Angesichts der Schwäche der Hauptschule muss man davon ausgehen, dass die Schülermischung in Realschulen und Gymnasien sich nicht oder kaum mehr von anderen Zwei-Säulen-Modellen unterscheidet, z. B. Gesamtschule/Gymnasium in verschiedenen Bundesländern oder Stadtteilschule/Gymnasium in Hamburg.
Der Dezernent Dr. Robers wird in der Allgemeinen Zeitung so zitiert:
„Insofern hat sich das dreigeteilte Schulsystem aus Hauptschule, Realschule und Gymnasium bestätigt.“
Das geht nun allerdings an der Wirklichkeit vorbei. Es handelt sich um ein Schulsystem, das letztlich ein Zwei-Säulen-System aus Gymnasium und Realschule ist, wobei sich in der Realschule die Schüler mit einem Leistungsprofil sammeln, die vor Jahrzehnten die Hauptschule besuchten. Und in der Folge wird die Querverschiebung einschließlich der Leistungsprofile zum Gymnasium durchgereicht, so dass hier mittlerweile fast 50 % der Anmeldungen zu finden sind.

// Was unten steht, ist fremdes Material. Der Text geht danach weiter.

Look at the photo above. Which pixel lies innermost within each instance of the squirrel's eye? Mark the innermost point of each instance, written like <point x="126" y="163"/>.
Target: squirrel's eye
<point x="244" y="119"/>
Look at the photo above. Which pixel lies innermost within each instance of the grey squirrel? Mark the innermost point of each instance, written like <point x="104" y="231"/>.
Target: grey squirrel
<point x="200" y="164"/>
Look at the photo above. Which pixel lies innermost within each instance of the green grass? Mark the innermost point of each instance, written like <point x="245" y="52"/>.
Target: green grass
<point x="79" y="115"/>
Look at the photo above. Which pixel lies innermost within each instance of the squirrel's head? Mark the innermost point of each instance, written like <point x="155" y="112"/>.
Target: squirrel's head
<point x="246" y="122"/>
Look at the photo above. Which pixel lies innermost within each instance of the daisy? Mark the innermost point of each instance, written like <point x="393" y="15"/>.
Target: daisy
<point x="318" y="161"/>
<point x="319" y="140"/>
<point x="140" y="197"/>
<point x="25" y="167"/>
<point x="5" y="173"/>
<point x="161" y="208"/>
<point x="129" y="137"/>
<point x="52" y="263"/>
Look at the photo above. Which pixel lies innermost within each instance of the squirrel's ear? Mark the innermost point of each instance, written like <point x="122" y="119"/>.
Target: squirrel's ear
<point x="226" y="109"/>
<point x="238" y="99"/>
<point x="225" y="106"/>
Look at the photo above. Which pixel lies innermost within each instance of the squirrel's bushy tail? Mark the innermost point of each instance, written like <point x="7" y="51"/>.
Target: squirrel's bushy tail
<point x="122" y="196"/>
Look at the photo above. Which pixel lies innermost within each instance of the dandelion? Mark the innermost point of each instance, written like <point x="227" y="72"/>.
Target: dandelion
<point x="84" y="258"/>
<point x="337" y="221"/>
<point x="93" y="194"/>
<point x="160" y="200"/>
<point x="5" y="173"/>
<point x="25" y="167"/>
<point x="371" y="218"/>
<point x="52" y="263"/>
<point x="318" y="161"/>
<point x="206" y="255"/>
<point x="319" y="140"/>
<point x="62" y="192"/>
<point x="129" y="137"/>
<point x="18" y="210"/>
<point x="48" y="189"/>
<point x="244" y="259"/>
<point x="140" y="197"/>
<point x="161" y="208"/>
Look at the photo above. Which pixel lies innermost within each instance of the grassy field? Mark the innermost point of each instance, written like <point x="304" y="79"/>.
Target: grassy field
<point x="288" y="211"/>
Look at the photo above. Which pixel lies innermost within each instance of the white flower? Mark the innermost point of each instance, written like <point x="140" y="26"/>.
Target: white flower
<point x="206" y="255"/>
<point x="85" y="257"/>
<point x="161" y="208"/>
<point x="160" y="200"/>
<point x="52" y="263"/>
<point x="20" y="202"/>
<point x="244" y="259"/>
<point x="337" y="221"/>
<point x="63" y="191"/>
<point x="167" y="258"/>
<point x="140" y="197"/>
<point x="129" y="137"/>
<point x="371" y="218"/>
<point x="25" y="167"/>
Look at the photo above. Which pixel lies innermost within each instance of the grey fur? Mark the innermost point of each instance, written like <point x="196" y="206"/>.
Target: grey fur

Das Einzugsgebiet ist nicht nur Coesfeld, sondern auch Gescher, Reken, Rosendahl, Billerbeck und mehr. In diesen Orten gibt keine Hauptschule, keine Realschule mehr, die Schüler in die fünfte Klasse aufnehmen könnten, und nur in Reken existiert noch ein Gymnasium, das private der Marianhiller Missionare. Aus all diesen Orten drängt es also nur Eltern von 33 Schülern, ihre Kinder an einer Hauptschule anzumelden. Und wahrscheinlich drängt es sie nicht, sondern sie tun es mangels Alternative. Ich kann es nur wiederholen: Die Hauptschüler sind die Verlierer des „drei“-gliedrigen Systems. Und damit auch die beiden anderen Schulformen, die jetzt Schüler unterrichten, die nicht zu ihrem Profil, zu ihren Bildungsplänen und -zielen passen.
Mich würde interessieren, in welchen Coesfelder Schulen prozentual die meisten Kinder mit Migrationshintergrund sind, besonders auch, wo die meisten Flüchtlingskinder unterrichtet werden. Könnte es sein, dass hier die Hauptschule einen ersten Platz belegt?